Premier dimanche de Carême
— A —

 

Lecture du Livre de la Genèse :      Gn 2, 7... 3,7

Au temps ou le Seigneur Dieu fit le ciel et la terre, Il modela l'homme avec la poussière tirée du sol ; il insuffla dans ses narines le souffle de vie, et l'homme devint un être vivant. Le Seigneur Dieu planta un jardin en Éden, à l'orient, et y plaça l'homme qu'il avait modelé. Le Seigneur Dieu fit pousser du sol toute sorte d'arbres à l'aspect attirant et aux fruits savoureux ; il y avait aussi l'arbre de vie au milieu du jardin, et l'arbre de la connaissance du bien et du mal.

Le serpent était le plus rusé de tous les animaux des champs que le Seigneur Dieu avait fait. Il dit à la femme : « Alors, Dieu vous a dit : ‘Vous ne mangerez le fruit d’aucun arbre du jardin’ » La femme répondit au serpent : « Nous mangeons les fruits des arbres du jardin.

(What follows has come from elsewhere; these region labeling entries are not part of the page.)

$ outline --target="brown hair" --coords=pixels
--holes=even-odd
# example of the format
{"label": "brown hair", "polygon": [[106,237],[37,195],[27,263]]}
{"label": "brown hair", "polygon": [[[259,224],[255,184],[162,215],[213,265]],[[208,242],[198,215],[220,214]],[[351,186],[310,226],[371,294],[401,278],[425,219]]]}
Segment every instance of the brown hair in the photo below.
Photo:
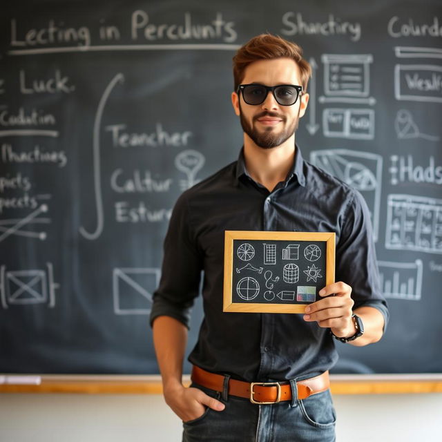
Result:
{"label": "brown hair", "polygon": [[261,34],[254,37],[240,48],[233,57],[233,80],[235,90],[244,78],[245,68],[253,61],[269,60],[286,57],[296,62],[301,76],[301,84],[304,92],[307,91],[309,79],[311,75],[311,68],[307,60],[302,58],[302,50],[296,43],[287,41],[278,35]]}

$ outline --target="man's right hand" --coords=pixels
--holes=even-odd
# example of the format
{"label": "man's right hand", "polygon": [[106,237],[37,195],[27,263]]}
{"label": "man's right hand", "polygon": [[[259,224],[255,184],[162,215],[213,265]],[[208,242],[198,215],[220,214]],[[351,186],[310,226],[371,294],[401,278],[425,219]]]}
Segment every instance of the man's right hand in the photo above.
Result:
{"label": "man's right hand", "polygon": [[217,412],[222,411],[225,407],[222,402],[211,398],[200,390],[187,388],[182,385],[164,389],[164,399],[183,422],[200,417],[204,414],[206,407]]}

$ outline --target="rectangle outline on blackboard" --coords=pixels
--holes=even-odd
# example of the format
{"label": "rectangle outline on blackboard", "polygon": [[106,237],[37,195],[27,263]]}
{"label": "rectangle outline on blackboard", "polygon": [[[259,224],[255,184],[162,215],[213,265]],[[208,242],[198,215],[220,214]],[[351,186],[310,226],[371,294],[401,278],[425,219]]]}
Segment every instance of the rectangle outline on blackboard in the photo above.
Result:
{"label": "rectangle outline on blackboard", "polygon": [[233,240],[267,240],[273,241],[323,241],[326,242],[325,285],[334,282],[334,232],[287,232],[247,230],[226,230],[224,251],[223,311],[242,313],[304,313],[307,304],[272,304],[233,302]]}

Mais, pour celui qui est au milieu du jardin, Dieu a dit : 'Vous n'en mangerez pas, vous n'y toucherez pas, sinon vous mourrez.' » Le serpent dit à la femme : « Pas du tout ! Vous ne mourrez pas ! Mais Dieu sait que, le jour où vous en mangerez, vos yeux s'ouvriront, et vous serez comme des dieux, connaissant le bien et le mal. »

La femme s'aperçut que le fruit de l'arbre devait être savoureux, qu'il avait un aspect agréable et qu'il était désirable, puisqu'il donnait l'intelligence. Elle prit de ce fruit, et en mangea. Elle en donna aussi à son mari, et il en mangea. Alors leurs yeux à tous deux s'ouvrirent et ils connurent qu'ils étaient nus. Ils attachèrent les unes aux autres des feuilles de figuier, et ils s'en firent des pagnes.

 

Psaume 50

Pitié pour moi, mon Dieu, dans ton amour,
selon ta grande miséricorde, efface mon péché.
Lave-moi tout entier de ma faute,
purifie-moi de mon offense.
Pitié, Seigneur, car nous avons péché !

Oui, je connais mon péché,
ma faute est toujours devant moi.
Contre toi, et toi seul, j'ai péché,
ce qui est mal à tes yeux, je l'ai fait.
Pitié, Seigneur, car nous avons péché !

Crée en moi un cœur pur, ô mon Dieu,
renouvelle et raffermis au fond de moi mon esprit.
Ne me chasse pas loin de ta face,
ne me reprends pas ton esprit saint.
Pitié, Seigneur, car nous avons péché !

Rends-moi la joie d'être sauvé ;
que l'esprit généreux me soutienne.
Seigneur, ouvre mes lèvres,
et ma bouche annoncera ta louange.

 

Lecture de la lettre de saint Paul Apôtre aux Romains (V 12-19)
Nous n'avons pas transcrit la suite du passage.